Malachi [2021] מלאכי
for soprano and 14 instrumentalists
Premiere (songs 1-6): October 2, 2021 at the MMR (Music Multimedia Room), CIRMMT, Montreal
Brittany Rae (soprano), Quentin Lauvray (amplification and sound design), Frédéric-Alexandre Michaud (conductor), McGill’s Contemporary Music Ensemble (CME)
Duration: ~35 minutes
Precise instrumentation
Flute in C
Oboe / English horn
Clarinet in B-flat / bass clarinet
Bassoon / contrabassoon
—
Trumpet in C
Trombone
—
2 Percussionists:
1] crotales, suspended cymbal, medium-size ratchet, tubular bells, larg tom-tom, thunder sheet, whip
2] crotales, 3-octave vibraphone, vibraslap, large wood block, tubular bells, tam-tam, whip
1+2] (shared:) bass drum, castanets, share drum, seed pods (large, medium, small), triangle
Piano (accessories: two plastic cards, a thick rubber eraser, a superball mallet)
—
Soprano (amplified)
—
Violin I
Violin II
Viola
Cello
Double bass (with C extension)
About the piece:
Malachi is a song cycle in one movement for amplified soprano and ensemble. It is a musical setting of eleven parts from the poem Malachi (in Hebrew: מלאכי) by Israeli poet Omri Livnat.
At the centre of Malachi‘s text, stands an enigmatic entity of the same name (“Malachi” also means “my angel” in Hebrew).

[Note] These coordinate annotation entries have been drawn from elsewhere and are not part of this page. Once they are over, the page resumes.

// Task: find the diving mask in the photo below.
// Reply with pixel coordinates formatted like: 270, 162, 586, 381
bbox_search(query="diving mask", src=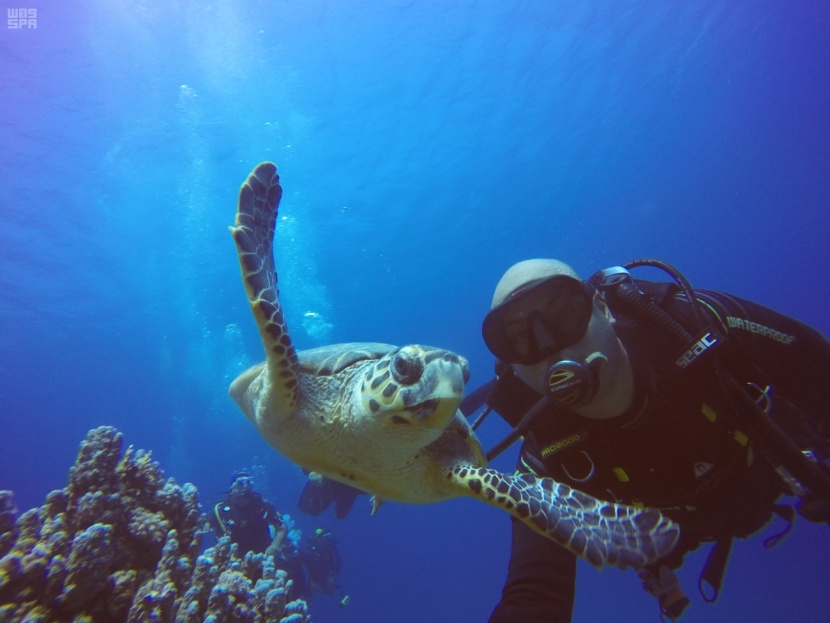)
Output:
481, 275, 594, 365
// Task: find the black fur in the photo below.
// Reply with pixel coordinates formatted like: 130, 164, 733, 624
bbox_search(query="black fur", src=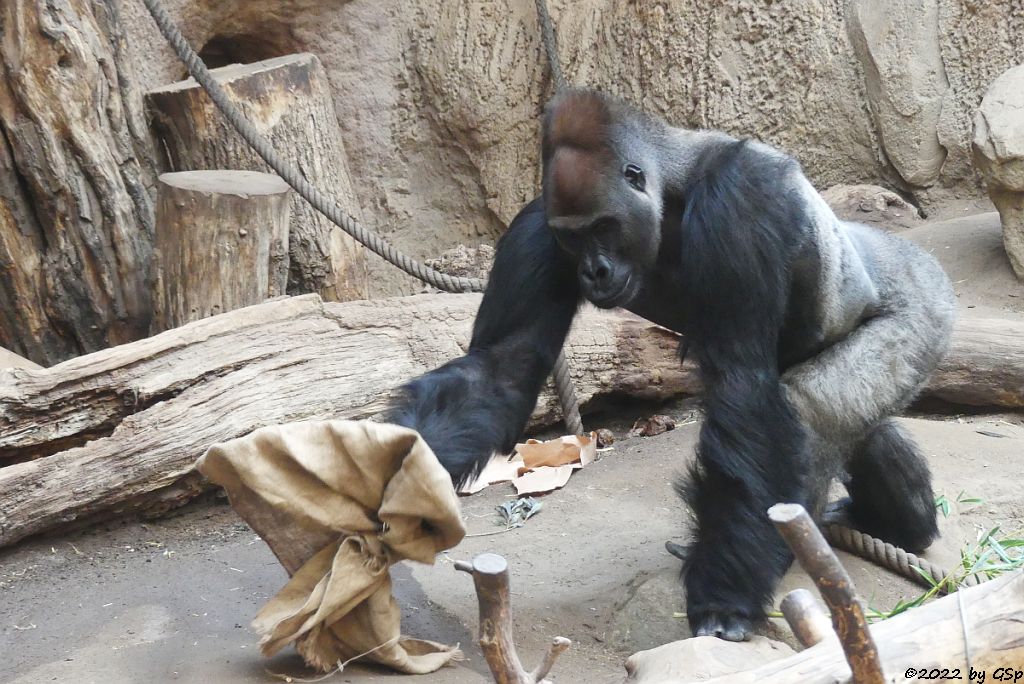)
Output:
386, 200, 580, 485
389, 93, 953, 640
846, 420, 939, 552
680, 142, 808, 638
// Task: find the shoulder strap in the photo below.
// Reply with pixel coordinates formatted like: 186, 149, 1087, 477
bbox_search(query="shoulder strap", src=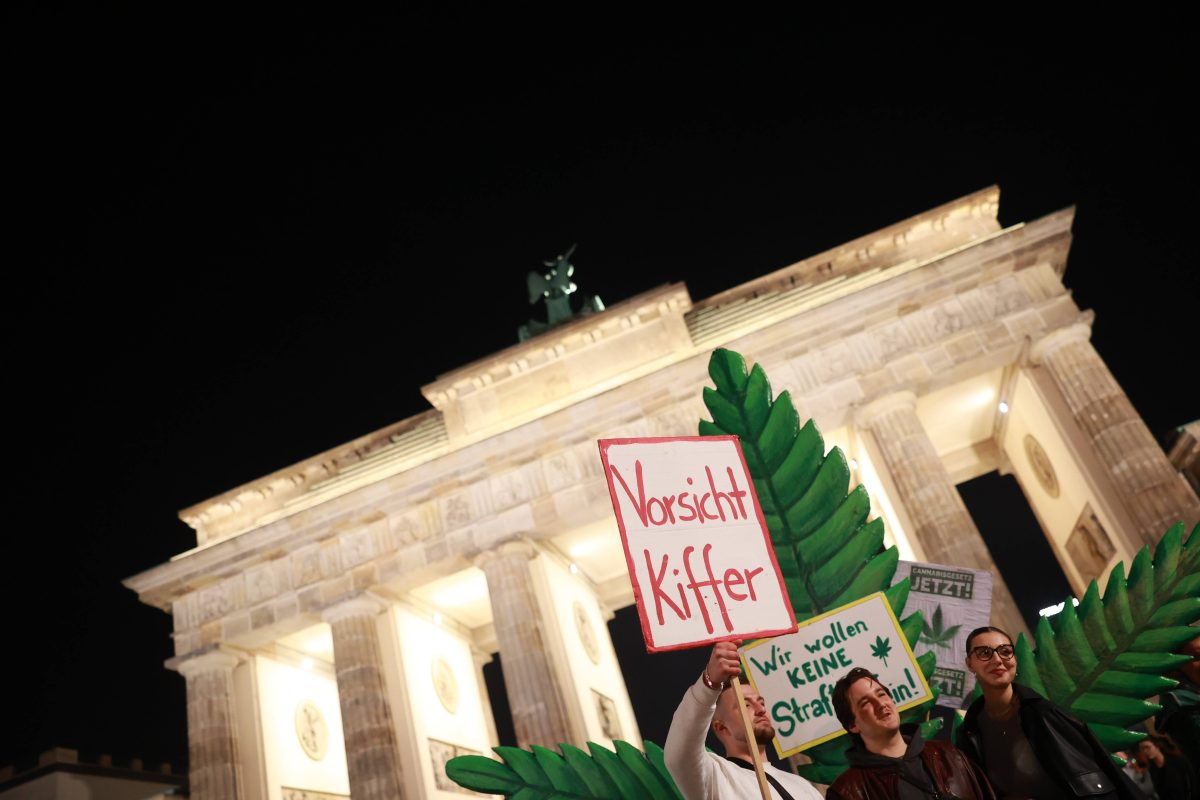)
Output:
725, 756, 796, 800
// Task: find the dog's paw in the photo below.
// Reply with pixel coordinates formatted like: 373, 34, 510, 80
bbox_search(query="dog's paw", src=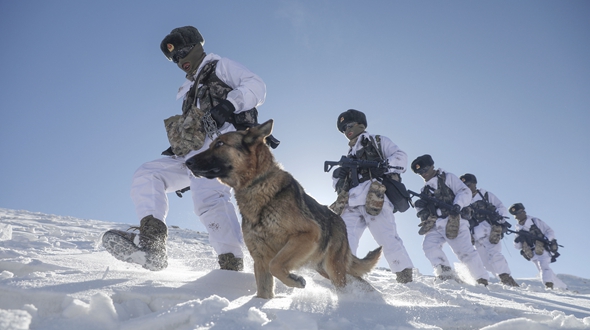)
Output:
289, 274, 305, 289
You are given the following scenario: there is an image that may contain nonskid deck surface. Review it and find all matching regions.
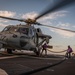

At times, he is a lover; at others, a prophet or a god. The ambiguity, or “betweenness” regarding Malachi’s identity in Livnat’s poem is also a main theme in the musical piece, which explores the notion of betweenness in terms of form, orchestration, and energetic motion.
An important source of musical material in Malachi was the poet’s own voice. While not actually heard in the piece, Livnat’s voice was recorded and then analysed. The recorded voice’s harmonic content was translated to pitches, which finally serve as the entire piece’s harmonic infrastructure. Thus, a relationship is maintained between “the poet’s voice”—both his metaphorical and actual ones—and the composer’s interpretation of the poet’s work.
Malachi also draws on poetic imagery related to kinaesthetic movement and gestures that appears in Livnat’s poem. Six types of imagery are explored in depth across Malachi, and take the musical form of morphologies, or energetic envelopes. Each song of Malachi focuses on a single morphology, which corresponds to a motion or a gesture mentioned in that song’s text.